Council commits additional $860K to Edmonton's homeless encampment response

Edmonton city council approved an additional $860,000 on Wednesday to support its homeless encampment response.

City spent about $2.7M last year

Camp Pekiwewin started in the summer of 2020, before the city shut it down in the fall, and moved people to the Edmonton Convention Centre. (Travis McEwan/CBC)

Edmonton is gearing up for a heightened response to homeless camps this summer. 

On Wednesday, city council approved an additional $860,000 for homeless encampment response.

The number of people experiencing homelessness has doubled since the start of the COVID-19 pandemic and is expected to increase, according to a recent city report. The city is now gearing up for its encampment response this summer with a promise to prioritize outreach and supporting pathways to permanent housing.

The city says encampments are currently assessed and removed in a timeframe in accordance with their risk level. That process can take between six and 34 days and will sometimes include bringing in staff from agencies like Boyle Street Community Services or the Bissell Centre to connect.

Potential options for additional funding were presented to council this week, each promising faster timelines and more resources.

Coun. Anne Stevenson made the motion to provide for the lowest cost of the three, the most costly of which was pegged at $5.9 million.

"I'm struggling even with my motion because I know it's completely inadequate in terms of meeting the needs of folks who are living in encampments right now," she said.

"At the same time though I do know the impacts that this is having to surrounding neighbours and I think it's important that we meet their needs as well."

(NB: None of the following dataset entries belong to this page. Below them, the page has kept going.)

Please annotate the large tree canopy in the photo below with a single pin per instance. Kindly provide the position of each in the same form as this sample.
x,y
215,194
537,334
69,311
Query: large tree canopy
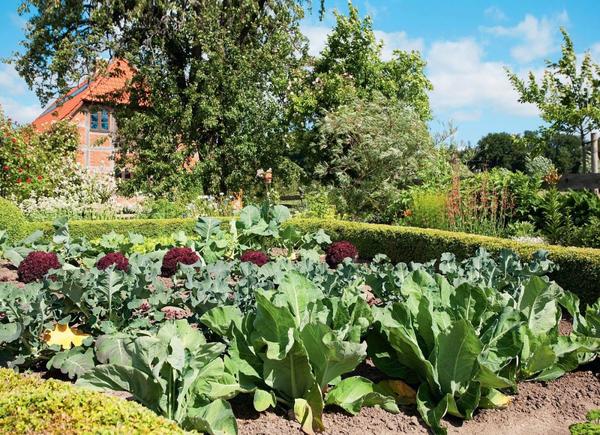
x,y
214,77
568,95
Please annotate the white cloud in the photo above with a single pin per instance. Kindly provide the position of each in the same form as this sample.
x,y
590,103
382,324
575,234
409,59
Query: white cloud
x,y
537,35
17,111
10,82
595,51
465,83
495,13
317,38
13,91
397,41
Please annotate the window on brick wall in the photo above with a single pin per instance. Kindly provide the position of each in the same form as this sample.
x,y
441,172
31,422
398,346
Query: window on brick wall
x,y
100,120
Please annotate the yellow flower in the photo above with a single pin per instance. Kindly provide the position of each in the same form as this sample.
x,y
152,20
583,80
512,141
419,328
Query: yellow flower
x,y
65,336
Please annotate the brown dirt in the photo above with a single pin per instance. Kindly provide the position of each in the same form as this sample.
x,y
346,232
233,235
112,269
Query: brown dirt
x,y
8,273
538,408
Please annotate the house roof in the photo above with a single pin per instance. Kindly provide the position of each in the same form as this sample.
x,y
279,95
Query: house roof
x,y
104,88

The money will go toward providing dedicated resources to known hot spots for encampments like Dawson Park and Kinnaird Ravine, evening and weekend supports, and a higher level of encampment clean up and response. Two additional park rangers will be brought on during the summer as part of the schemata presented to council.

Stevenson said it will remove part of the reporting burden from residents. There were more than 6,200 requests last year to 311 and already almost 1,200 calls this year.

Administration said half of the $900,000 slated for an Indigenous-led outreach team — which will go unspent until next year — will also be used for additional outreach staff.


Laura Murphy, president of the Edmonton Coalition on Housing and Homelessness, said it's disappointing that the city is sticking with the same approach. 

"We really do think people need to be ready to meet people where they're at," she said. "Continuing to displace people and punish people for self-resolving, when there is no access to adequate housing, we know that's not working."

A separate approved motion will require administration to submit regular memos to council through the summer on homeless population supports and activities. 

An interim report was also ordered, gathering engagement with both people neighbouring encampments and  experiencing homelessness. It will also provide a summary of findings from research and opportunities related to housing as a human right.

Murphy said it was encouraging to see more discussion around including the perspective of people experiencing homelessness and addressing the issue as a human right. Information gathered by administration might also improve the city's response, she said.

"It's an opportunity to really understand more about the things that are happening and how we can address and make different decisions sooner."

The city has a number of initiatives underway toward that end. In February, council approved $4.8 million to extend existing bridge housing to the end of 2022.

The $860,000 will come from COVID funding in the financial stabilization reserve, which was recently boosted from $66.9 million in joint federal-provincial funding for municipalities suffering lost transit revenue during the pandemic.

In 2021, encampment response included costs of roughly $2.7 million for direct costs and partner funding. 

About $1.9 million went to cleanup and park rangers while partner agency funding was calculated at $792,000, which included specialized outreach to reduce drug overdoses for people sleeping rough.